A cylindrical container of radius 6 cm and height 15 cm is filled with ice-cream.
Question:

A cylindrical container of radius 6 cm and height 15 cm is filled with ice-cream. The whole ice-cream has to be distributed to 10 children in equal cones with hemispherical tops.

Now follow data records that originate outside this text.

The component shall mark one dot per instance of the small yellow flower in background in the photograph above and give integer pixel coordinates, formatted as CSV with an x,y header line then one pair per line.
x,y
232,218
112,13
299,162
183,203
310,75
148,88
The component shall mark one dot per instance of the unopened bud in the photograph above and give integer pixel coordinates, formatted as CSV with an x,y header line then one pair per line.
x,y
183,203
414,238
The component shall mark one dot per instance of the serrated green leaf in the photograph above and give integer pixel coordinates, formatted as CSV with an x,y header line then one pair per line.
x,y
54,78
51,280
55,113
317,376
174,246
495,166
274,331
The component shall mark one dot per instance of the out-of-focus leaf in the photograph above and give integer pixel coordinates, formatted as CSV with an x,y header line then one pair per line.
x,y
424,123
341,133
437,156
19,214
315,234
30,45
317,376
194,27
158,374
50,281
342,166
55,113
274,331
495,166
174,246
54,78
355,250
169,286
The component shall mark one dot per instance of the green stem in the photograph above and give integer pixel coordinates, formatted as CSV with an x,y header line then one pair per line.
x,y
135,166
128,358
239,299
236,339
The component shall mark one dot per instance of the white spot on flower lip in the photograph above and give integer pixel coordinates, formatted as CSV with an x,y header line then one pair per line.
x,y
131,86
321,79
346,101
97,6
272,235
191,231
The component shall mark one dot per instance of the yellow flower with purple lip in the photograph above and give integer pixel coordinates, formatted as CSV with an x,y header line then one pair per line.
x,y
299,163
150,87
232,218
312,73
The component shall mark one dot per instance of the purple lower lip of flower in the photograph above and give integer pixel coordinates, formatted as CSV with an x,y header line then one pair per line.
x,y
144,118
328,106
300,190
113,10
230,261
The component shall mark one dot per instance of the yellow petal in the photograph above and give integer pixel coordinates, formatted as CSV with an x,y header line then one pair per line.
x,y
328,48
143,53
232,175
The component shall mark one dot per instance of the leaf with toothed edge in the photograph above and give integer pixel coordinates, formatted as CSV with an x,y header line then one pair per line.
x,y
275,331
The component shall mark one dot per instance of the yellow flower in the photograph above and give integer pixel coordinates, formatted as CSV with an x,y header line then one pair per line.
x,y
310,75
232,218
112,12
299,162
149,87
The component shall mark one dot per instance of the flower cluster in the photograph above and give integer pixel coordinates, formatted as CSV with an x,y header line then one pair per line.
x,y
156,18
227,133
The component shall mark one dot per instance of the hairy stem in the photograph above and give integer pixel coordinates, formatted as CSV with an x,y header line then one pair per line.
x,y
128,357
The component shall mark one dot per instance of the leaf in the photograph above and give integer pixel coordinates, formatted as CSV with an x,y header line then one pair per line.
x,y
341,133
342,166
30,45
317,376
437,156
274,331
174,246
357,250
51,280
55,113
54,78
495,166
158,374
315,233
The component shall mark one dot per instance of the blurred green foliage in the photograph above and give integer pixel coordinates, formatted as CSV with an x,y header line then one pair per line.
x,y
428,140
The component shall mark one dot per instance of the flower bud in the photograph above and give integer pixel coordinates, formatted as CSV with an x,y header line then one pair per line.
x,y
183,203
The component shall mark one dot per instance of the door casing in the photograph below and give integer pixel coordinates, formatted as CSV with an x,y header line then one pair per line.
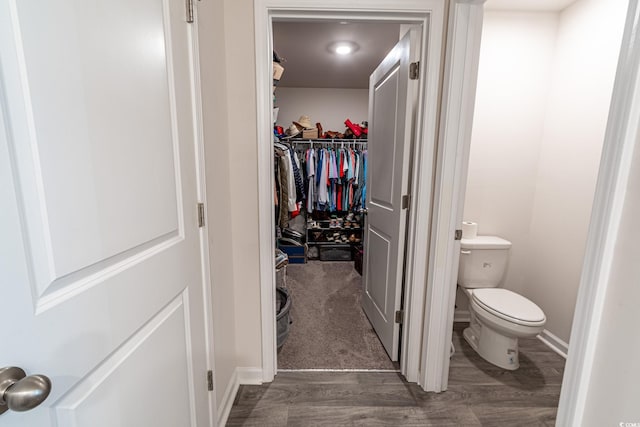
x,y
416,12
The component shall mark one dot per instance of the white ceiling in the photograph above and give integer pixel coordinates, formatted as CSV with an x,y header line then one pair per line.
x,y
528,5
309,63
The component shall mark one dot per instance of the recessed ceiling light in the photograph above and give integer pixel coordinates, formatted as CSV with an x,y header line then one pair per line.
x,y
343,48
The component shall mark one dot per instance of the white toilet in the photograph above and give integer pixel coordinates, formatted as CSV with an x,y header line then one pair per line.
x,y
498,316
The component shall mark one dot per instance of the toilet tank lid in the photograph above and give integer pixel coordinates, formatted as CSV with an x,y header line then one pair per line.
x,y
485,242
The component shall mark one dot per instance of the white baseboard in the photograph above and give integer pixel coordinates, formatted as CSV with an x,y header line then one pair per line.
x,y
227,399
461,316
249,376
241,376
554,343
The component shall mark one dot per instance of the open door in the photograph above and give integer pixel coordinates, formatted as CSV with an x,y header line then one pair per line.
x,y
100,263
391,116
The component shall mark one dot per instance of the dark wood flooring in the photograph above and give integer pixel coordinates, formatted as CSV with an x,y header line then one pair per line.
x,y
479,394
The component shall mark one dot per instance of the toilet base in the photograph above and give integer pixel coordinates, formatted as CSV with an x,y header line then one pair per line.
x,y
493,346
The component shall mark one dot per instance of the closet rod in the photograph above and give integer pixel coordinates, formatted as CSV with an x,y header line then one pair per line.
x,y
326,141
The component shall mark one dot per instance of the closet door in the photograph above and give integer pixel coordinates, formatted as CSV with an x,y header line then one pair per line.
x,y
100,265
390,122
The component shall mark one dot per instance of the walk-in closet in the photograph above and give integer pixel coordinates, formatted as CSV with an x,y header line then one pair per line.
x,y
321,180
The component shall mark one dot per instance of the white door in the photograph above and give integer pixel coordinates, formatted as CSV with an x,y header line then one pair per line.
x,y
100,272
390,115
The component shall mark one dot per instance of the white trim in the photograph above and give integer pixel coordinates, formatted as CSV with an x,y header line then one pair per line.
x,y
228,398
240,376
461,316
623,130
202,197
554,342
458,99
423,12
249,376
340,370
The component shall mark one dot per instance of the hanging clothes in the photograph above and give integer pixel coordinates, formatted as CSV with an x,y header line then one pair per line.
x,y
335,179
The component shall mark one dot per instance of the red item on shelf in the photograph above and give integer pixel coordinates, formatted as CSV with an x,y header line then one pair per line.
x,y
356,129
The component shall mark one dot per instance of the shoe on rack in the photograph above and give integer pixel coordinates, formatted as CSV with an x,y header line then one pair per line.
x,y
281,259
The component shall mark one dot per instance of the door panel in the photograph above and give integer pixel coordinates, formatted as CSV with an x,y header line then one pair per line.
x,y
100,257
385,121
390,114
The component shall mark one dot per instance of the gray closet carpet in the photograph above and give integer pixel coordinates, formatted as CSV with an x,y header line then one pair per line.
x,y
329,330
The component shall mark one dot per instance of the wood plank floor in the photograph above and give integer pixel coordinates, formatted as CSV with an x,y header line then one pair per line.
x,y
479,394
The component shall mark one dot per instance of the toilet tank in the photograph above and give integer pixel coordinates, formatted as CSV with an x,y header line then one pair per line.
x,y
483,261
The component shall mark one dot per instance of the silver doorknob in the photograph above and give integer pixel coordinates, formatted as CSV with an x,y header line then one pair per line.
x,y
20,392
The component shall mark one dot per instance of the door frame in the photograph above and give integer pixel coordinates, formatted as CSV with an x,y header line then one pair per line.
x,y
433,12
201,193
623,130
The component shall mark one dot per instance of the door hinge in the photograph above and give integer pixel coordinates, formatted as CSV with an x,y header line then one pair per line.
x,y
399,316
200,215
414,70
189,6
406,201
210,380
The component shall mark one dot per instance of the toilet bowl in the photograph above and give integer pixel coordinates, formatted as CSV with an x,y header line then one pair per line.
x,y
499,317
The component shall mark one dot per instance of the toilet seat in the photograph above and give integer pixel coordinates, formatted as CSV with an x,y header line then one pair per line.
x,y
509,306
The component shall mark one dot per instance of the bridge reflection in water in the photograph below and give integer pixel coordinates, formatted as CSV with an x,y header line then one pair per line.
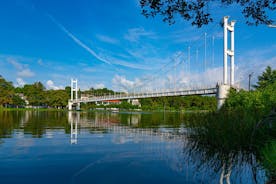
x,y
172,145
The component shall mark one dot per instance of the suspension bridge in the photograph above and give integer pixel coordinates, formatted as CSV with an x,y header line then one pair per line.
x,y
220,90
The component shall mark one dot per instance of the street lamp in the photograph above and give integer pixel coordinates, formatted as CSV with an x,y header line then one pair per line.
x,y
249,80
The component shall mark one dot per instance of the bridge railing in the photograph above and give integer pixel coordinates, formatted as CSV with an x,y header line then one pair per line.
x,y
122,96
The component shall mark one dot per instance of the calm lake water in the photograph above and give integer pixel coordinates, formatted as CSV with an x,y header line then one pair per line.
x,y
106,147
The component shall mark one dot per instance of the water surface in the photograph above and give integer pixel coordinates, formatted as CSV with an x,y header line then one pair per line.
x,y
106,147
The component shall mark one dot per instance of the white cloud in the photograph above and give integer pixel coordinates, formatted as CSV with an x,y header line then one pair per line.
x,y
106,39
20,82
99,86
134,34
22,70
25,73
77,41
120,83
50,85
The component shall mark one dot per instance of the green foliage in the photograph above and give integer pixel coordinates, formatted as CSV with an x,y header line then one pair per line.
x,y
268,77
6,92
255,11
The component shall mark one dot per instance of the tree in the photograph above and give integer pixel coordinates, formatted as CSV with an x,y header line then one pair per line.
x,y
255,11
267,77
35,93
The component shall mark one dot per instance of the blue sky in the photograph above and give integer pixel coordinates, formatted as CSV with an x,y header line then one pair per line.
x,y
110,44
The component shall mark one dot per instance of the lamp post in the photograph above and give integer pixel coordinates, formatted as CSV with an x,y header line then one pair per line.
x,y
249,81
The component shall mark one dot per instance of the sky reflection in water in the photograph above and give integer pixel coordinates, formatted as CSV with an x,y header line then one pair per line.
x,y
39,147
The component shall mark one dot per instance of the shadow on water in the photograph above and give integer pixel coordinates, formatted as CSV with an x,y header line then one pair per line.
x,y
227,141
230,147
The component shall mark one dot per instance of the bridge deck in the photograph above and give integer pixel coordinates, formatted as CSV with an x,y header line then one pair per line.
x,y
205,91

If the height of the conical portion is 4 times the radius of its base, then find the radius of the ice-cream cone.

Solution:

We have,

the base radius of the cylindrical container, $R=6 \mathrm{~cm}$,

the height of the container, $H=15 \mathrm{~cm}$,

Let the base radius and the height of the ice – cream cone be $r$ and $h$, respectively.

Also, $h=4 r$

Now, the volume of the cylindrical container $=\pi R^{2} H$

$=\frac{22}{7} \times 6 \times 6 \times 15$

$=\frac{11880}{7} \mathrm{~cm}^{3}$

$\Rightarrow$ the volume of the ice $-$ cream distributed to 10 children $=\frac{11880}{7} \mathrm{~cm}^{3}$

$\Rightarrow 10 \times$ Volume of a ice $-$ cream cone $=\frac{11880}{7}$

$\Rightarrow 10 \times($ Volume of the cone $+$ Volume of the hemisphere $)=\frac{11880}{7}$

$\Rightarrow 10 \times\left(\frac{1}{3} \pi r^{2} h+\frac{2}{3} \pi r^{3}\right)=\frac{11880}{7}$

$\Rightarrow 10 \times\left(\frac{1}{3} \pi r^{2} \times 4 r+\frac{2}{3} \pi r^{3}\right)=\frac{11880}{7}$

$\Rightarrow 10 \times\left(\frac{4}{3} \pi r^{3}+\frac{2}{3} \pi r^{3}\right)=\frac{11880}{7}$

$\Rightarrow 10 \times\left(\frac{6}{3} \pi r^{3}\right)=\frac{11880}{7}$

$\Rightarrow 10 \times 2 \times \frac{22}{7} \times r^{3}=\frac{11880}{7}$

$\Rightarrow r^{3}=\frac{11880 \times 7}{7 \times 10 \times 2 \times 22}$

$\Rightarrow r^{3}=27$

$\Rightarrow r=\sqrt[3]{27}$

$\therefore r=3 \mathrm{~cm}$

So, the radius of the ice-cream cone is 3 cm.